About Ryan Brown


I grew up as the child of two loving parents and public servants. My mother is a retired public school teacher from the Jackson Public Schools and the Rankin County School District. My father was a sailor, police officer, state employee, and county supervisor. More than that, they raised my three brothers and me to love one another, care for others, tell the truth, work hard, say please and thank you, play by the rules, and look folks in the eye when you talk with them.

My mom and dad taught us the value of loving and serving others. Not only does our faith command us to help our neighbors, but it is a calling that gives us satisfaction knowing that we are able to do a good thing for someone else.

After graduating from Northwest Rankin High School, I attended the University of Mississippi where I received my Bachelor of Arts Degree in political science.

Once I finished my undergraduate degree, I chose a new adventure to work in Washington, DC. During my time there, I was fortunate to work in both the public and private sectors to promote business and public service.

After five years in Washington, the call to return home got louder and louder.

Upon coming home, I was hired by the Mississippi Department of Mental Health to serve in their Alcohol and Drug Policy Division. The work this department does on a daily basis is so important. They help non-profit groups and state agencies provide hope and help to individuals and families suffering from the pain of alcohol and drug abuse. These days, so many of us know someone who is suffering from addiction. It was a privilege to work with such dedicated professionals. 

While working during the day, I took night classes to continue my own education. I had put off going back to school to get an advanced degree, but with the support of my family and friends, I attended Jackson State University and received my Master of Public Policy and Administration degree in July 2015. It was a great experience, and I am so grateful to have done it.

In January 2016, I was hired to serve as the Deputy Commissioner at the Public Service Commission - a position once held by my father. In this role, I served as a senior advisor to one of the finest men I have ever known, Commissioner Cecil Brown.

One of my primary responsibilities was to travel the district to meet with city, county, community, faith, and business leaders about what the Public Service Commission is and how we can be helpful to them. 

During my time at the Commission, I participated in hundreds of meetings and events across the 22 counties of the district to discuss the programs and services offered and promoted by the Public Service Commission. It was during these visits that I got to meet with so many Mississippians from all walks of life about issues that matter to them. Over the past three years, we have been able to help thousands of Mississippians resolve issues they have with their utility provider.

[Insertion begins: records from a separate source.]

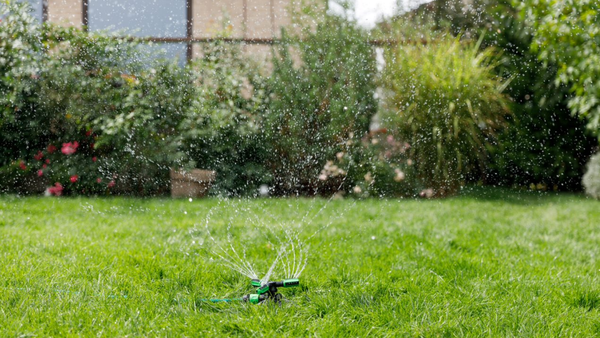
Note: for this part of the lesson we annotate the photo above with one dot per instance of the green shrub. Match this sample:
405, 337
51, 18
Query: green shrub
225, 133
444, 99
317, 102
591, 179
542, 143
376, 165
91, 90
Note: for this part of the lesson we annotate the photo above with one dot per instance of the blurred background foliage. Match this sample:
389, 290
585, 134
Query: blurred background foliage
494, 92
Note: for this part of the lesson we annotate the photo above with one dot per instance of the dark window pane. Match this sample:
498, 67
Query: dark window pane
164, 51
158, 18
36, 5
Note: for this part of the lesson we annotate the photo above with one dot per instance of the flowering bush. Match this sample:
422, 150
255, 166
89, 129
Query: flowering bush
92, 118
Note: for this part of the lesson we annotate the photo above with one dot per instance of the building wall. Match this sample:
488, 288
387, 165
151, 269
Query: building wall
68, 13
243, 19
252, 19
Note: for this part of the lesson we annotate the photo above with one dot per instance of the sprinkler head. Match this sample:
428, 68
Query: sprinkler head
269, 290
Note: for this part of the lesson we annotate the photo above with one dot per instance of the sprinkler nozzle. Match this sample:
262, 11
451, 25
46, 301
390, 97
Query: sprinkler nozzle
269, 290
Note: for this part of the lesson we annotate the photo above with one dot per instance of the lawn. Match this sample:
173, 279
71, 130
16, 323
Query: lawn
486, 263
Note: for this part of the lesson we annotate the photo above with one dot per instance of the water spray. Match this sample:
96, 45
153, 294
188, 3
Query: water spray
264, 292
268, 291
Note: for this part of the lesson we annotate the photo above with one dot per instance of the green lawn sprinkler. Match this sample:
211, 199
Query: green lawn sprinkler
268, 291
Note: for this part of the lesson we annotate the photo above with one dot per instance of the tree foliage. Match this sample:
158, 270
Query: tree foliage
445, 101
567, 33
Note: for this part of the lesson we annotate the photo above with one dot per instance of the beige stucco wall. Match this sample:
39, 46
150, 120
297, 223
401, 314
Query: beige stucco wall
65, 12
217, 17
252, 19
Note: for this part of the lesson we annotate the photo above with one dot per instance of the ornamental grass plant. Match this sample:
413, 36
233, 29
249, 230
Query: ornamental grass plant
443, 98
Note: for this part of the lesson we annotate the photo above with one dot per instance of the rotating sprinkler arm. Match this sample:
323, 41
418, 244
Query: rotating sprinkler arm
269, 290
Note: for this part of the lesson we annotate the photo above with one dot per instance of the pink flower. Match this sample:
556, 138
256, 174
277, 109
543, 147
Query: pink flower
69, 148
56, 190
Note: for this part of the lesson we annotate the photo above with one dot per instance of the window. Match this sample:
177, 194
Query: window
36, 5
144, 18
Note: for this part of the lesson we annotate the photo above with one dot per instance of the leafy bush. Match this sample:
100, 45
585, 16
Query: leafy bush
444, 99
542, 143
566, 34
92, 84
376, 165
591, 179
225, 134
317, 103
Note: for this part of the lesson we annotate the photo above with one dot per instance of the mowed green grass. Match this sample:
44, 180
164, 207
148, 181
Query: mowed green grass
487, 263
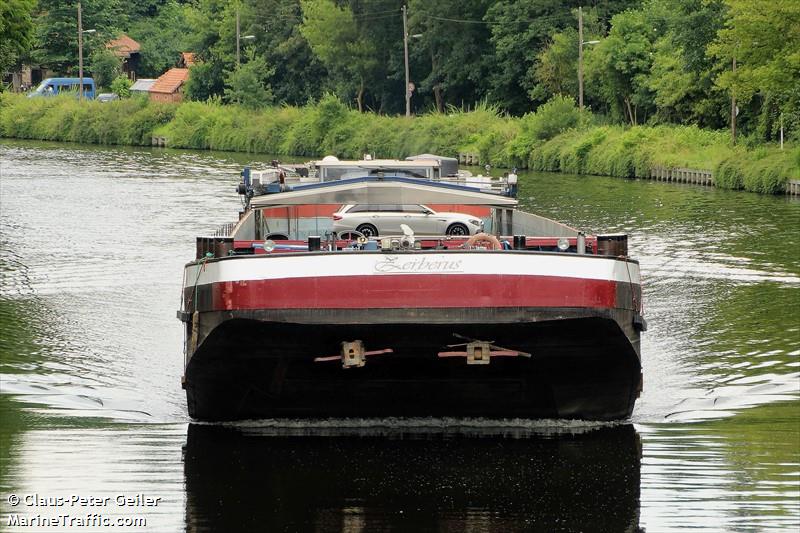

In 2018, I was asked to serve as a political science professor at Millsaps College in Jackson. With my experience in Washington and in Mississippi state government, the leadership believed I had a unique background that would serve their students well. One of my desires is to introduce my students to policy makers in other fields, so I have invited city leaders, state judges, political leaders, and former members of Congress to share their experiences with my students. Being around the energy and ideas of our young people continues to inspire me. Additionally, it helps me focus my energy to making sure our students find careers here in Mississippi so they do not feel they have to move out of state to make a living.

It is this call to service that I inherited from my parents that gets me out of bed each morning to work hard for the Mississippians I meet out on the road who put their trust in us to do a good job and serve them well. I am excited about the opportunity to continue serving Mississippi on the Public Service Commission.